I am a beloved child of Divine Love/Great Spirit, and so are you. We are spiritual beings on a human journey. My main interests in life include Nature, music, spirituality, inspiration, philosophy, sports, reading and photography.

2 thoughts on “Reflections on the question “Are you afraid of becoming an atheist?”

  1. Hi Jimmy. I’ve been attending a women’s meet-up group in which I am the only person who is not a born-again Christian. They are all very nice people, which is why I go, but I myself do not belong to any religion. Like you, I am a mystic, I suppose. I don’t feel the need for any religion, but I am definitely a spiritual being, like all of us. I am trying to figure out how to suggest to these ladies – some of whom are frightened and offended by children or co-workers who are atheists – that it does not matter what we believe. Each person is on his or her own path of self-discovery, and all that matters is that we live in the moment, connect to our higher self to find inspiration and joy, and learn to feel love and compassion for our self and for others. It is also important to me to help raise the energetic vibration of myself and the world by using my talents. Making good choices and being responsible for them is also important to me. A lot of the values in various religions and the teachings that are passed down are interesting, but at some point, I feel we all need to grow up and let go. God is not limited by Jesus, Buddha, or anyone else. As human beings, it is comforting to hold onto traditions – and for these women – to feel “saved”. I am personally not very comfortable with the personifications that are used, but if it makes some people feel better and helps them through life – I am ok with it. As long as they are not judging me or forcing me to do the same. People eventually, I feel, give up religion and rules when they are more mature, collectively speaking. That will probably take a very long time! Be confident in who you are, and, above all, love and respect yourself. That is the hardest thing to do…

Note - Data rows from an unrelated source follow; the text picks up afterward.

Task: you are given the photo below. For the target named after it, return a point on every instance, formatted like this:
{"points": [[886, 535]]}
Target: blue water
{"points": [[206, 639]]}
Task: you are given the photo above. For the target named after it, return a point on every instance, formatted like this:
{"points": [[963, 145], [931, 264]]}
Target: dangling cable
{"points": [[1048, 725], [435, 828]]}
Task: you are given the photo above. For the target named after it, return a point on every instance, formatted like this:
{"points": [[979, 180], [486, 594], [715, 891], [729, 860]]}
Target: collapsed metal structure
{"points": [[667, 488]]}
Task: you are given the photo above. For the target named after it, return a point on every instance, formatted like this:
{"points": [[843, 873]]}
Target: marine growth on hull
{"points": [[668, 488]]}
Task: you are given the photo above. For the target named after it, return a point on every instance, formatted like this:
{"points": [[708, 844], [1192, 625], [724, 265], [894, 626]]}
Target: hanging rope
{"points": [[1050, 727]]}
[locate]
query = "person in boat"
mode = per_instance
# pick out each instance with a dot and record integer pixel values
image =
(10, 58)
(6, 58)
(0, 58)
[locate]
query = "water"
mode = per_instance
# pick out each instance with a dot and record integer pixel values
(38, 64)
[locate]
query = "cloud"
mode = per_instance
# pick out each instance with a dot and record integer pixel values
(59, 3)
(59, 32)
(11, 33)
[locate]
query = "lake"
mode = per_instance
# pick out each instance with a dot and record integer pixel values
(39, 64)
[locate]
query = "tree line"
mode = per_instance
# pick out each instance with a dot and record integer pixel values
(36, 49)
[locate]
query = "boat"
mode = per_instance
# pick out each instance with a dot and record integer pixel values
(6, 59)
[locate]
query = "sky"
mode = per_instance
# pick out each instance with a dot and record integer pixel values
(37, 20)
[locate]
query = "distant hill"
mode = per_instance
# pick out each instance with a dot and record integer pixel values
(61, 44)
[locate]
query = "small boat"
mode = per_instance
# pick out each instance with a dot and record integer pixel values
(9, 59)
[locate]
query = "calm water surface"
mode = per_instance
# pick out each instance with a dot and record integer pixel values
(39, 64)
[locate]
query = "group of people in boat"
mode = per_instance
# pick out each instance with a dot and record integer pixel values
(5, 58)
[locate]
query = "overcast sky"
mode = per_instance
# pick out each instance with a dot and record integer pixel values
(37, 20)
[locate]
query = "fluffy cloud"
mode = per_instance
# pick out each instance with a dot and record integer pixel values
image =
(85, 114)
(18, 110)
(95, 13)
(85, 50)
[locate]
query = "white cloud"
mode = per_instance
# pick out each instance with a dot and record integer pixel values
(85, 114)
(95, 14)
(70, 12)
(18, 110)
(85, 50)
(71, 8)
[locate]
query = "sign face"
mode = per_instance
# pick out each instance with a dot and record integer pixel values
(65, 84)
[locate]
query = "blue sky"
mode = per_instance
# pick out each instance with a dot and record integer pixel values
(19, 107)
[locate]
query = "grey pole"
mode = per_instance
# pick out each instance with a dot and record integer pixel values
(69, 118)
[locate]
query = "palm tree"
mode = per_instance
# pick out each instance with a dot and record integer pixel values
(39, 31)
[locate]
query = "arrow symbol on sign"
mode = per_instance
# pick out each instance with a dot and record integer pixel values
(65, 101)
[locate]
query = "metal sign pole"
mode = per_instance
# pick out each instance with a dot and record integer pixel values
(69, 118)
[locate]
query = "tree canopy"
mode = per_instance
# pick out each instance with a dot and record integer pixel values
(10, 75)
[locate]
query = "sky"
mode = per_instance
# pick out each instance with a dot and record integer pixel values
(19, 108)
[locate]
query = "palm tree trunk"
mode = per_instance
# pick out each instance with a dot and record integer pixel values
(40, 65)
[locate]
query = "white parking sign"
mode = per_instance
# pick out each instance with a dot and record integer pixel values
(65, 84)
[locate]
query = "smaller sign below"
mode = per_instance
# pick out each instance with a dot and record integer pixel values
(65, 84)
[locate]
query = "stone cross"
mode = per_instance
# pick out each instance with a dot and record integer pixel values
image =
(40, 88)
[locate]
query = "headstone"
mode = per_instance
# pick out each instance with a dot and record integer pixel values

    1. Thanks Merma0499 for sharing your views. I like what you said about maturity – yes, sometimes people may need organised religions that come with rules and personifications as a platform to learn and practise spirituality, but at some point, we all need to grow up and let go of these traditions and connect to our higher self and live our own truths that bring love, peace and joy. Indeed it is important to love and respect ourselves and be confident in who we are because no one else can define our identity except ourselves, and self-love and acceptance is probably the greatest gift we can give to ourselves and the world. Like what Marianne Williamson said, “as we let our own light shine, we unconsciously give other people permission to do the same.”